Donde vêm os seus lucros? Quem paga as pensões milionárias aos seus
ex-gestores? A quinta com cavalos? O BdP não pode cortar os subsídios e o de
Espanha pode??
Para acabar com a
actual crise das dívidas soberanas, basta o BCE emprestar aos Estados como o
faz à banca; mas essa possibilidade nem se põe. Porquê? Pode-se mudar os
tratados europeus, pode-se exigir perdas de soberania, alterar Constituições,
mas mexer no estatuto do BCE é que não!!! Em vez disso, o BCE andará a gastar
(imprimir) centenas de milhar de milhões de euros (até agora 500 mil milhões
segundo ouvi dizer) a comprar dívida soberana no mercado secundário a juros
fabulosos para enriquecer os bancos. Claro que há um problema de solvência da
banca, mas o dinheiro que falta aí não está nos bolsos das pessoas, está no incalculável poder económico acumulado pelos financeiros.
Os financeiros
não actuam para produzir uma sociedade melhor; o seu único objectivo é serem
cada vez mais ricos e a curto prazo. Aliás, nem têm muita escolha: neste sistema, ou se luta
para se ser o mais rico ou se fica o mais pobre.
O plano dos
financeiros, após terem conseguido a sua independência do poder político e o
controlo deste, consiste em ficarem donos de todas empresas dos chamados
monopólios naturais. As pessoas dependem da actividade dessas empresas, por
isso quem as detém pode espoliar todos os rendimentos das pessoas – é o
conhecido “golpe da cantina”, uma velha técnica de escravização de que já
falei. Reparem: estas empresas não podem ser compradas na bolsa, foi preciso
inventar um esquema para conseguir pôr a mão nelas, estão a perceber?
Com a
privatização das empresas públicas e a consequente instauração do “sistema de
cantina”, rapidamente se chegará a um estado final tipo marajás das Índias: uns
quantos imensamente ricos servidos por uma multidão de escravos. Esta situação
desenha-se a traços largos em todos os países da Europa; não nos iludamos pelos
altos valores dos ordenados mínimos noutros países: em termos de paridade de
poder de compra, uma grande parte da população em toda a Europa vive em
condições mínimas de sobrevivência, qualquer que seja o país
Este é o objectivo
essencial do plano dos banqueiros; o ataque às dívidas soberanas é apenas um
passo intermédio, que serve este objectivo. Vender as empresas públicas não
altera rigorosamente nada o problema da dívida soberana, este existe qualquer
que seja o valor da dívida (a dívida da Espanha é das mais pequenas da Europa,
do mundo); essa exigência das troikas não tem nada a ver com a regularização
das contas públicas, é um objectivo em si mesmo. Repare-se na metodologia:
começa-se por privatizar as empresas lucrativas, como a EDP, e tornam-se
lucrativas as que o não são, como nos transportes com a subida dos preços, e
depois é que se privatizam; ora vender empresas lucrativas só piora as contas
públicas, não as melhora. Além disso, as verbas que se encaixam com estas
privatizações são ridiculamente pequenas, sem qualquer significado no montante
da dívida pública.
Este plano teria
sido inexoravelmente bem sucedido se, felizmente para nós, não existisse um
país no mundo com outro sistema económico, com força suficiente para intervir e
com boas relações com os portugueses.
Na China, o
Governo é que detém o poder económico. Um Governo é eleito e tem sempre na sua
agenda melhorar as condições de vida das pessoas. Por isso, entre o capitalismo
desenfreado dos financeiros, que não têm quaisquer responsabilidades sociais, e
um capitalismo regulado pelo Estado, o segundo é muito melhor para as pessoas.

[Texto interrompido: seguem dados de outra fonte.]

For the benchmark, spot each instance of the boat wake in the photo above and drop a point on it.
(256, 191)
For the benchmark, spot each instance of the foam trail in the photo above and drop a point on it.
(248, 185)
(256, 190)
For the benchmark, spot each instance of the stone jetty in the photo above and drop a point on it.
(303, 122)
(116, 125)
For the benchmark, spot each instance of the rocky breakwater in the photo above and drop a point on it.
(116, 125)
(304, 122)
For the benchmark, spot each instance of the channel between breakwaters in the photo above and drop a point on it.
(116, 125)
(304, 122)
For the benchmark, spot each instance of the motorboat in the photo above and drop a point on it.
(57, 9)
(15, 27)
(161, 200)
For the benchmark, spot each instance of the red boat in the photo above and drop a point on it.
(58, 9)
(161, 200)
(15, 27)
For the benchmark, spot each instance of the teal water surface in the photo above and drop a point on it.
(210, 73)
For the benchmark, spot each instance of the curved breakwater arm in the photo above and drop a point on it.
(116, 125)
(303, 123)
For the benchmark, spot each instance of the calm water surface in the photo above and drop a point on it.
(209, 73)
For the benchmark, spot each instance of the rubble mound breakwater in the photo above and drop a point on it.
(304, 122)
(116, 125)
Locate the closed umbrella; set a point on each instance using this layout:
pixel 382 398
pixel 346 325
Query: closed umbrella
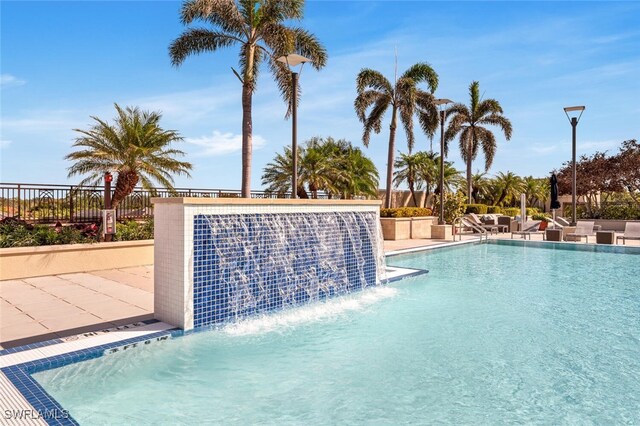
pixel 555 204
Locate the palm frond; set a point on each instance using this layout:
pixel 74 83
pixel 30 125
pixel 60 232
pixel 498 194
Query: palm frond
pixel 501 121
pixel 422 73
pixel 198 40
pixel 373 79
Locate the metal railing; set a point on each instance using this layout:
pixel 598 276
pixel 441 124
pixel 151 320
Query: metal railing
pixel 461 224
pixel 43 203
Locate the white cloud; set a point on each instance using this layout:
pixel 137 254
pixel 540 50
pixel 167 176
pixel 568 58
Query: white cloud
pixel 222 143
pixel 8 80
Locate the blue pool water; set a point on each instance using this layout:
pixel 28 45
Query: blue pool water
pixel 493 334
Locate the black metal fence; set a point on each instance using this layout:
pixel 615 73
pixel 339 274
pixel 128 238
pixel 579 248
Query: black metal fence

Foi assim que os países ocidentais se desenvolveram, até que os Estados
perderam o poder económico e desde então as condições de vida de grande parte
das pessoas só piorou. Evidentemente. Porque o poder financeiro visa
objectivamente o empobrecimento das pessoas, o aumento da desigualdade, o único
processo de conseguirem o enriquecimento rápido.
Mas atenção: não
são os chineses que vão fazer esta guerra por nós. Eles estão na guerra deles,
os governantes chineses não são eleitos por nós, estão apenas a usar-nos para
os seus objectivos, que não são os nossos, embora tenhamos um inimigo comum. Os
nossos aliados têm de ser os povos europeus, a começar pelos gregos, espanhóis
e italianos. A união faz a força e quem tiver medo do “contágio” vai morrer;
somos patos a serem caçados de trás para a frente, sem perceberem que o que
aconteceu ao de trás acontece depois a eles.
Esta guerra ainda
está a começar. E nós, os portugueses, podemos ter uma responsabilidade
especial nela. Penso mesmo que aqui é o único sítio da Europa
onde a guerra se pode começar a ganhar.
No próximo post
vou falar de uma coisa muito interessante: o tabu do Cavaco Silva, o pânico das
escutas, o papel do Constâncio e outros detalhes desta operação. E depois vou
começar a apresentar a minha contribuição para esta guerra.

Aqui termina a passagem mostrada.